Incoming NYSE Chairman Deplores the Materialism of the ‘80s
The incoming chairman of the New York Stock Exchange took to the pulpit at a Manhattan cathedral Sunday to denounce the materialism of the 1980s and the gap between rich and poor.
During his 25-minute sermon, William H. Donaldson, who will take office in January, called the 1980s a decade in which “it was easy to see how good things were for some people and even easier to not see how bad things had become for others.”
It should not be left to the captains of industry and government to reverse the tide of selfishness and greed, Donaldson said.
“It is a spirit that must spring from the individual, not the employee manual,” he said.
Donaldson urged everyone from the “chairman of the board to the janitor” to share their talents to promote a sense of well-being in New York, the city that spawned Wall Street.
Donaldson, 59, a securities industry veteran, will be the fourth full-time chairman of the New York Stock Exchange since the position was created in 1972.
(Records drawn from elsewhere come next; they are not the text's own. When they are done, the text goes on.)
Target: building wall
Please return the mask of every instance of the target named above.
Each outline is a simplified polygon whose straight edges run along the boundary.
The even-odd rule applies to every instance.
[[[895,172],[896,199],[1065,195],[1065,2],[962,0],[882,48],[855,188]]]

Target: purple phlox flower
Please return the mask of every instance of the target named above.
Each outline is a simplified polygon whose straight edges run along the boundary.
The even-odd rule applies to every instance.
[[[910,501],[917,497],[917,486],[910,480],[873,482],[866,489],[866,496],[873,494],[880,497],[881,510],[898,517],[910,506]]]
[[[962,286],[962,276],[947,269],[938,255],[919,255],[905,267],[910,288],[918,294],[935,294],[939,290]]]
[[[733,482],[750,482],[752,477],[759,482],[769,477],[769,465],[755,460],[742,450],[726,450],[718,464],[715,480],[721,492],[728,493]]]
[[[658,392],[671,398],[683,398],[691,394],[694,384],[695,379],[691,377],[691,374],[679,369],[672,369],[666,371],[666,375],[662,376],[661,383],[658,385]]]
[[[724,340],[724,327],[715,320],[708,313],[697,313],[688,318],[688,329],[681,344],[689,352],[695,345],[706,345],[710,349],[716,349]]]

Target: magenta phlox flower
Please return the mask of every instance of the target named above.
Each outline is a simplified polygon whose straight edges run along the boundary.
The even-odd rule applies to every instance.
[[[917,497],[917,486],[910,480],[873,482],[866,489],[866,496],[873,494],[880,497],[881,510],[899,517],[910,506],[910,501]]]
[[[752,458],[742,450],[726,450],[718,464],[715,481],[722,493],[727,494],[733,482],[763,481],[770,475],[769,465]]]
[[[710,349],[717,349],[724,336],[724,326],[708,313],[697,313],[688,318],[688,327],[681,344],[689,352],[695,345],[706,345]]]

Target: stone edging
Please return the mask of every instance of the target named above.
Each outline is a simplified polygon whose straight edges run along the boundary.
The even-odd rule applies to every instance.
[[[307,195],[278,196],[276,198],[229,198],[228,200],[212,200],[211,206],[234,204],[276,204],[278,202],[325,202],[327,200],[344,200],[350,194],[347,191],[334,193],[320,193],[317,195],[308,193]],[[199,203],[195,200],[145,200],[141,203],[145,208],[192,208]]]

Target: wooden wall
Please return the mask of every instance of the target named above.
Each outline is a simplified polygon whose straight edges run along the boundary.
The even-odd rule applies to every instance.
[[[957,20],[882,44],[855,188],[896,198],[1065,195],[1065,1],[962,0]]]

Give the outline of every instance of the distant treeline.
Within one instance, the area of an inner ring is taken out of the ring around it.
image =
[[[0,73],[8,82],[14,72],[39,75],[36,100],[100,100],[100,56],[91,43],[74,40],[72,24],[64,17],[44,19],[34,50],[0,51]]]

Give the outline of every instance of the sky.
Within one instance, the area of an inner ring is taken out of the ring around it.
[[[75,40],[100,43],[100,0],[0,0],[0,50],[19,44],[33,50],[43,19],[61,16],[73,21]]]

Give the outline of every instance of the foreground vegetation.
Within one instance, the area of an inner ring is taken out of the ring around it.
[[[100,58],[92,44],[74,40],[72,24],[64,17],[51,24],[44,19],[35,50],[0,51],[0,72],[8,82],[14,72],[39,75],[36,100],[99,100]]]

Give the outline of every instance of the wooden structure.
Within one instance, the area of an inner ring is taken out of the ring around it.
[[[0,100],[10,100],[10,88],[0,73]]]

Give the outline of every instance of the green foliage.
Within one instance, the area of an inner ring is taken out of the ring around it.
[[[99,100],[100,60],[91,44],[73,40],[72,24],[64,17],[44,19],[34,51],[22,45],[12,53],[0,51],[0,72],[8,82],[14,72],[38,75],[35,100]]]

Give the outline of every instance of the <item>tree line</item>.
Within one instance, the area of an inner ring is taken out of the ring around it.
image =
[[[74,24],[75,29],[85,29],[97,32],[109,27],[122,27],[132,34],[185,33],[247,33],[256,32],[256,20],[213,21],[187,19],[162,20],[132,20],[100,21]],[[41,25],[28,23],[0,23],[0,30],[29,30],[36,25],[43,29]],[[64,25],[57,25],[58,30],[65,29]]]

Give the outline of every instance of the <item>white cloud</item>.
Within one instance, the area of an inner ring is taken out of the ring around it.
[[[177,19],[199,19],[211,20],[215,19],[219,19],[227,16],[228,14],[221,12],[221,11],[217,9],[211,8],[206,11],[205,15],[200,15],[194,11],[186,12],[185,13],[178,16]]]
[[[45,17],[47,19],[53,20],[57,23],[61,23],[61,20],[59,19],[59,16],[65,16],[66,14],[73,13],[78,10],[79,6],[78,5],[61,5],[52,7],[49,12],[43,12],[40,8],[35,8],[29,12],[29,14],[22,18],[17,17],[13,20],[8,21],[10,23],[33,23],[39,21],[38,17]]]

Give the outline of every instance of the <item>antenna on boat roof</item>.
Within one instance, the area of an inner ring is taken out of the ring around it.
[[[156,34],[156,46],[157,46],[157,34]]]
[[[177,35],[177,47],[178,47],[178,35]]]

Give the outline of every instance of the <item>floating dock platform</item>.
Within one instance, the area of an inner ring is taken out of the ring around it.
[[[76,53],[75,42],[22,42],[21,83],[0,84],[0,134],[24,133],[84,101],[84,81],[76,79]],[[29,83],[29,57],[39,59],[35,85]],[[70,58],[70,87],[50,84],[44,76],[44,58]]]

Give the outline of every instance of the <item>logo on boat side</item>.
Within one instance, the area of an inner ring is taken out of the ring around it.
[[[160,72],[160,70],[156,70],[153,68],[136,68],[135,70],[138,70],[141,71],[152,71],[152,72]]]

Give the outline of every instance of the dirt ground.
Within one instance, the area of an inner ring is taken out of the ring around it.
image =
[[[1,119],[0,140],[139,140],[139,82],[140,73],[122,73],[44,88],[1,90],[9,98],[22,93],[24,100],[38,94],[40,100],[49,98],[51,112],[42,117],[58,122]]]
In 1959, one year out of Harvard Business School, he and two friends founded Donaldson, Lufkin & Jenrette. He left in 1973 after the company became the nation’s 10th-largest brokerage.
Donaldson’s brief transformation into preacher stemmed from a rally last May during which Mayor David Dinkins called on civic leaders to help restore faith and community in the city. The sermon was held at St. John the Divine, the world’s largest cathedral.
Donaldson’s was the first of a series of weekly sermons dedicated to what church officials call “sharing visions.”
Gwendolyn Baker, president of the New York Board of Education; Betty Allen, executive director of the Harlem School for the Arts, and the Rev. Ibrahim Haddad of the Arab Ministry are a few of the scheduled speakers.